Towards gh-19068 and gh-18867.
Please see gh-19068 for context.

What does this implement/fix?

Support is added for the functions in the array API standard linalg extension. This allows users to input arrays from any compatible array library.

Tests are modified to allow testing with numpy.array_api, cupy and torch. Some new tests are added for exceptions for unsupported parameters.

Additional information

I was not able to convert every relevant test since lots of NumPy-specifc things are used. We may want to find ways to convert some of these, or write new tests to serve the same purpose.

TestSVD is a little strange due to the way the lapack_driver parameter is tested. I have tried to apply a minimal refactor here, but a more substantial refactor may result in something more readable. It is a bit of a misnomer that all of our array API compatible tests are under TestSVD_GESDD, just because gesdd is the default value.
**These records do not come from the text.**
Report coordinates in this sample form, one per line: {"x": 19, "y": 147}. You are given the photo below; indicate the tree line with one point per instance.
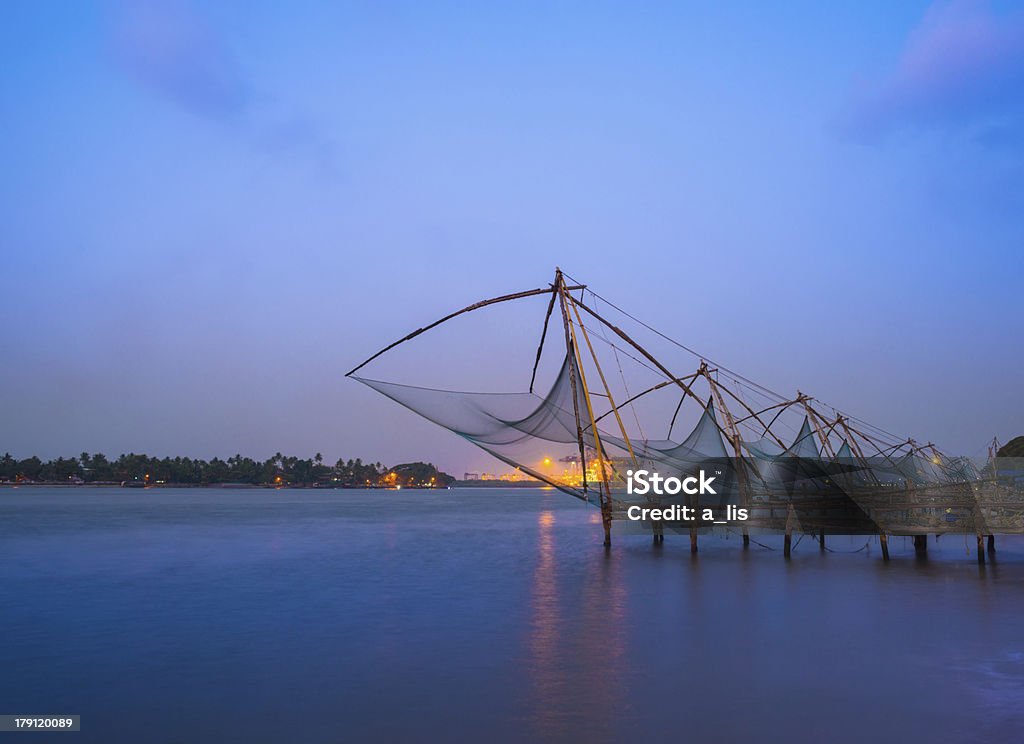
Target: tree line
{"x": 279, "y": 470}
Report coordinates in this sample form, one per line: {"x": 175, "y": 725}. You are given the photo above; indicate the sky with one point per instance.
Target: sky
{"x": 210, "y": 212}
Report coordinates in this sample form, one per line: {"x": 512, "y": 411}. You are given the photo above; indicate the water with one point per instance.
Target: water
{"x": 466, "y": 615}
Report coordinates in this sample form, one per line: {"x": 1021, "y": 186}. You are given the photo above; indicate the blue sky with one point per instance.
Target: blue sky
{"x": 209, "y": 212}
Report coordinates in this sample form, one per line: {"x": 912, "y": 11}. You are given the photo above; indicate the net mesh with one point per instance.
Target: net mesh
{"x": 793, "y": 463}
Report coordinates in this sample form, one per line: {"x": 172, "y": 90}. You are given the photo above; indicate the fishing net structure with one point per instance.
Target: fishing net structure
{"x": 621, "y": 397}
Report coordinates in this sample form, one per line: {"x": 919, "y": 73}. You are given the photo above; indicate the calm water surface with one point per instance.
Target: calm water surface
{"x": 496, "y": 615}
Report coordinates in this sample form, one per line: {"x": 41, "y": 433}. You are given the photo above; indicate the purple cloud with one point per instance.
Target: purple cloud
{"x": 962, "y": 66}
{"x": 169, "y": 48}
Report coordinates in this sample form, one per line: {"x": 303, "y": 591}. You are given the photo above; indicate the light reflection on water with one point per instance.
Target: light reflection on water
{"x": 494, "y": 614}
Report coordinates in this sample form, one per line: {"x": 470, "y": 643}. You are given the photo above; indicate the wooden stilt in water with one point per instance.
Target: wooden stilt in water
{"x": 787, "y": 542}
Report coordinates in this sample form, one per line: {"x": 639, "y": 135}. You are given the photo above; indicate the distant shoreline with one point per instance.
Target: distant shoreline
{"x": 282, "y": 486}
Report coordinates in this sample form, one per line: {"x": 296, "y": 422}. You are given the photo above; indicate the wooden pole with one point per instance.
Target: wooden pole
{"x": 607, "y": 390}
{"x": 570, "y": 359}
{"x": 470, "y": 308}
{"x": 606, "y": 489}
{"x": 544, "y": 335}
{"x": 787, "y": 543}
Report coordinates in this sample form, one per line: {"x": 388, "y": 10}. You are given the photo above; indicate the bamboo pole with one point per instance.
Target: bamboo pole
{"x": 606, "y": 492}
{"x": 570, "y": 356}
{"x": 604, "y": 383}
{"x": 469, "y": 308}
{"x": 544, "y": 335}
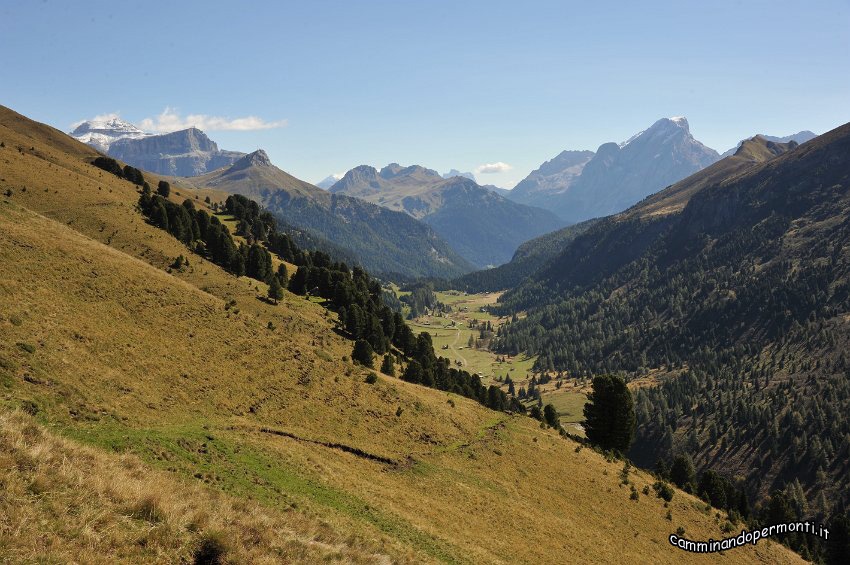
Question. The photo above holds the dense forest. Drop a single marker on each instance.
(381, 239)
(528, 258)
(741, 300)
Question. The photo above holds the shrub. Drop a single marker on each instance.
(211, 550)
(663, 490)
(148, 508)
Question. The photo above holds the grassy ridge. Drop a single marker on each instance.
(111, 349)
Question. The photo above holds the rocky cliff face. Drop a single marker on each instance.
(552, 177)
(579, 185)
(100, 134)
(182, 153)
(619, 175)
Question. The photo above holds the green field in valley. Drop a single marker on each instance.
(450, 333)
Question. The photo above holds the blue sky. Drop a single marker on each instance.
(441, 84)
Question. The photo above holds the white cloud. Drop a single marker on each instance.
(169, 120)
(492, 168)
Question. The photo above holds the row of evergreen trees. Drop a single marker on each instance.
(352, 293)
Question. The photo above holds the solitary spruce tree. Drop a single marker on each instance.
(275, 290)
(362, 353)
(551, 417)
(388, 366)
(610, 414)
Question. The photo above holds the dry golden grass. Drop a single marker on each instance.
(66, 503)
(113, 351)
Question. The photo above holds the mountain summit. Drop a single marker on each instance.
(183, 153)
(483, 226)
(100, 134)
(579, 185)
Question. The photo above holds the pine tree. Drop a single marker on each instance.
(388, 366)
(610, 414)
(362, 353)
(551, 416)
(282, 275)
(275, 290)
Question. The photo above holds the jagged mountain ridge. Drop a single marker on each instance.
(733, 281)
(187, 152)
(552, 177)
(184, 153)
(480, 223)
(100, 134)
(619, 174)
(383, 241)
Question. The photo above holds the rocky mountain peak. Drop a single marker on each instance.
(100, 134)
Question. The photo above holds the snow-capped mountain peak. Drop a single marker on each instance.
(100, 134)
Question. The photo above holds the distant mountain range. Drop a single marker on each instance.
(734, 281)
(579, 185)
(184, 153)
(551, 179)
(383, 241)
(799, 137)
(456, 173)
(328, 181)
(482, 225)
(100, 134)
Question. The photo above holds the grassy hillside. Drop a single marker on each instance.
(178, 378)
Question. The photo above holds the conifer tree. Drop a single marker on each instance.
(551, 417)
(275, 290)
(362, 353)
(610, 414)
(388, 366)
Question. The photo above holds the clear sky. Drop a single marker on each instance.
(441, 84)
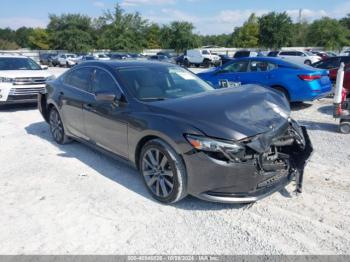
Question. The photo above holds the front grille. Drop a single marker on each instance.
(25, 91)
(29, 81)
(22, 98)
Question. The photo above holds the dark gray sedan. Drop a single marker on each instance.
(232, 145)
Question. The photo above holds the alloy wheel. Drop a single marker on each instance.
(158, 173)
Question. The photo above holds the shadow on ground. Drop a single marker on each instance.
(126, 176)
(327, 127)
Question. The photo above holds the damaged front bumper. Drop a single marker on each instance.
(270, 162)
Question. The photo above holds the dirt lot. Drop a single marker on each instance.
(72, 200)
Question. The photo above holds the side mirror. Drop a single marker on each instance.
(220, 71)
(105, 97)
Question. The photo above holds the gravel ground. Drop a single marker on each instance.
(71, 200)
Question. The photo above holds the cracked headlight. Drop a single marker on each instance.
(213, 145)
(6, 80)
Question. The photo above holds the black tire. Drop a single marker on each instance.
(206, 63)
(307, 62)
(56, 127)
(344, 127)
(164, 172)
(282, 90)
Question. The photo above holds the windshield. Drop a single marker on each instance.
(161, 83)
(309, 53)
(17, 63)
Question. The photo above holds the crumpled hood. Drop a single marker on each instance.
(230, 113)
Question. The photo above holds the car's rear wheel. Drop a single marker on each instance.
(344, 127)
(57, 128)
(163, 172)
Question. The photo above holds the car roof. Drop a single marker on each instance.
(10, 55)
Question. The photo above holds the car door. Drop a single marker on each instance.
(230, 74)
(105, 121)
(72, 97)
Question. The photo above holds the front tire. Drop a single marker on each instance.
(57, 128)
(163, 172)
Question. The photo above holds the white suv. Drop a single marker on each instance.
(21, 79)
(300, 57)
(200, 57)
(67, 60)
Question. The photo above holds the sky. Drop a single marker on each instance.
(208, 16)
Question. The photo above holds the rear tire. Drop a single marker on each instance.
(56, 127)
(344, 127)
(163, 172)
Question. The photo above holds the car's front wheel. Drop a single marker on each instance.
(163, 172)
(57, 128)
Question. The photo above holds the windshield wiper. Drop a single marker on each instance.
(148, 99)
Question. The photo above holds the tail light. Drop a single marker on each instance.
(309, 78)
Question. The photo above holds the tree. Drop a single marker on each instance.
(39, 39)
(328, 33)
(248, 34)
(300, 31)
(153, 36)
(7, 45)
(275, 30)
(179, 36)
(22, 36)
(73, 32)
(122, 31)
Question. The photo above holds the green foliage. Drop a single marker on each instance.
(7, 45)
(122, 31)
(248, 34)
(275, 30)
(179, 36)
(152, 35)
(39, 39)
(117, 30)
(72, 32)
(300, 31)
(22, 36)
(328, 33)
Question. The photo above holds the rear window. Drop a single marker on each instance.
(16, 63)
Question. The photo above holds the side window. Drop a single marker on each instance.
(79, 78)
(103, 82)
(236, 67)
(261, 66)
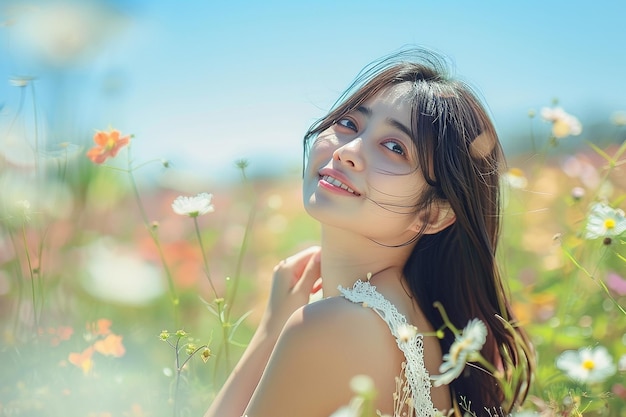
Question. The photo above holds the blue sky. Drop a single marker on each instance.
(204, 83)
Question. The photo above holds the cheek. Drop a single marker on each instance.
(401, 191)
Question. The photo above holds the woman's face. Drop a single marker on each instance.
(362, 171)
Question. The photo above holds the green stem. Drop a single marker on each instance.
(154, 236)
(224, 323)
(204, 258)
(242, 250)
(32, 277)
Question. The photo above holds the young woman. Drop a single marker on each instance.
(403, 176)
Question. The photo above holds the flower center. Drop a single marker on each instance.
(110, 144)
(609, 223)
(588, 364)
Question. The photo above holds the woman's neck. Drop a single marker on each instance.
(347, 257)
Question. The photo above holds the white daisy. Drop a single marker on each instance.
(193, 206)
(604, 221)
(465, 349)
(563, 123)
(587, 364)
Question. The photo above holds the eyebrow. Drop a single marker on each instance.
(367, 112)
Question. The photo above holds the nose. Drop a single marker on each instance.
(350, 154)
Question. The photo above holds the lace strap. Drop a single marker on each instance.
(409, 340)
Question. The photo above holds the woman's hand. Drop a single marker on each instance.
(293, 282)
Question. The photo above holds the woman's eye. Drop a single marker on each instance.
(394, 147)
(347, 123)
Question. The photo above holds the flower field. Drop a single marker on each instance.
(126, 297)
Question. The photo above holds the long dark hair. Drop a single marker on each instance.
(460, 157)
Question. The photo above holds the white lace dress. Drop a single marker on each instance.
(412, 397)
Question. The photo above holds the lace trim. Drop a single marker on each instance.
(417, 401)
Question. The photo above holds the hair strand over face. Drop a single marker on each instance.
(460, 158)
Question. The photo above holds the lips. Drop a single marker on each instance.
(333, 180)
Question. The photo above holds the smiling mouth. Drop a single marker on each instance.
(339, 184)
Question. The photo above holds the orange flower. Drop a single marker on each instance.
(108, 145)
(83, 360)
(101, 327)
(110, 346)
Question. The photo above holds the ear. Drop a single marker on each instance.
(439, 216)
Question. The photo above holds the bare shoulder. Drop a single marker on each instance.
(322, 347)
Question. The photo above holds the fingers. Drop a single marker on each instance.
(301, 269)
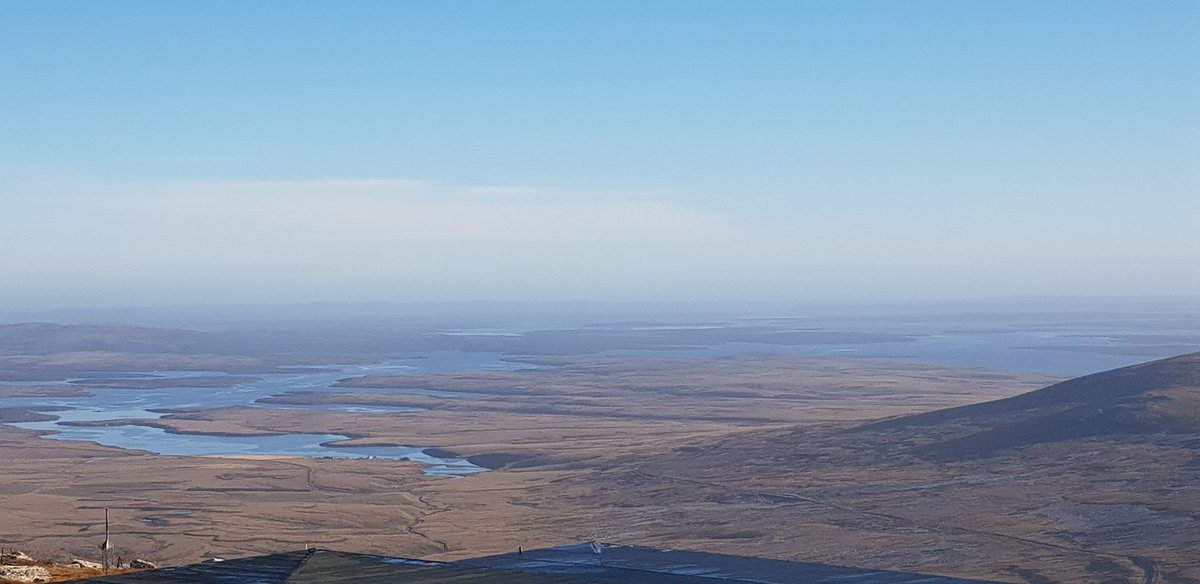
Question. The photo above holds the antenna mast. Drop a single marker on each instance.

Lots of tests are failing for PyTorch CUDA, but hopefully we just need to wait for pytorch/pytorch#106773 to come through.

scipy/_lib/_array_api.py

scipy/linalg/tests/test_basic.py

scipy/linalg/tests/test_decomp.py

scipy/linalg/tests/test_decomp_cholesky.py

scipy/linalg/_basic.py

[skip cirrus] [skip circle]

ilayn

I think the regular function modifications are OK to me. But I'm not sure if we really need all the test changes. It doesn't reflect the goals of the tests at certain places and I'm not sure I understand why we test nonnumpy xp namespace in the tests. It should be pretty safe to test SciPy with default numpy arrays without any xp_assert_close's or modified tol parameters.

scipy/linalg/tests/test_basic.py

scipy/linalg/tests/test_decomp.py

… tols [skip cirrus] [skip circle]

[skip cirrus] [skip circle]

rgommers

This looks pretty good to me overall. I'd like to see the diff shrink as much as possible though, both in the implementations and tests. That's in general a sign that the code is in good shape, and it makes things easier to review and understand later on.

I think the regular function modifications are OK to me. But I'm not sure if we really need all the test changes. It doesn't reflect the goals of the tests at certain places and I'm not sure I understand why we test nonnumpy xp namespace in the tests. It should be pretty safe to test SciPy with default numpy arrays without any xp_assert_close's or modified tol parameters.

I think it is quite useful to test non-numpy arrays; without testing it's almost certainly going to be broken. I think of these as testing optional dependencies - just like we have tests with mpmath, scikit-umfpack and a whole bunch of other optional runtime dependencies.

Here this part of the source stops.